Sekretaris Umum Perkumpulan Pengusaha Kelontong Seluruh Indonesia (Perpeksi), Wahid menyoroti larangan penjualan rokok eceran yang diberlakukan pemerintah. Termasuk soal zonasi dengan jarak 200 meter dari titik pusat pendidikan atau kegiatan anak-anak.
Aturan itu tertuang dalam Peraturan Pemerintah Nomor 28 Tahun 2024 tentang pelaksanaan Undang-Undang Nomor 17 Tahun 2023 tentang Kesehatan.
Mungkin bisa 60 persen gulung tikar karena bergantung dari situ, penjualannya pertama dari rokok dulu dipajang untuk menarik pelanggan, ucap Wahid dalam Diskusi Media, di Jakarta, Rabu (14/8/2024).
Dia mengatakan, pelanggan biasanya ikut membeli kopi hingga minuman kemasan ketika membeli rokok. Dengan demikian, pendapatan akan ikut turun drastis.
Dari rokok, beli kopi, minuman-minuman yang dietalase itu dibeli gitu.
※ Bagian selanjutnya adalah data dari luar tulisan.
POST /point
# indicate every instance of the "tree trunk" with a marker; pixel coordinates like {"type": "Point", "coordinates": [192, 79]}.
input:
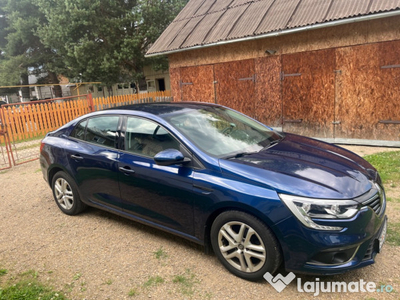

Kalau tidak ada rokok pasti mati 60 persen dari asosiasi kita, ungkapnya.
Wahid menjelaskan, setidaknya ada 1.000 warung kelontong di Jakarta yang tergabung dalam asosiasinya. Kemudian, ada 500 warung kelontong di wilayah Bali.
Kalau dibatasi seperti ini ya posisinya pasti gulung tikar. Pasti semua anggota kita tanya, itu keberatan semua akan menolak karena penjualan didominasi dari rokok, tegasnya.
Gencarkan Edukasi
Jika tujuannya adalah menekan angka perokok anak-anak dan remaja, dia menyarankan langkah yang dilakukan adalah edukasi.
Kalau ini mau menekan perokok untuk usia di bawah umur 21 tahun, ya seharusnya edukasi lah. Ada peran pendidik lah yang memainkan peran bagaimana para pelajar itu tidak boleh merokok sebelum usia 21 tahun, pintanya.
Larangan itu, larangan pada person-nya, bukan pada pelaku usahanya jangan menjual rokok. Kita tahu kalau misalnya umur di bawah 20 tahun iya tidak boleh, sambung Wahid.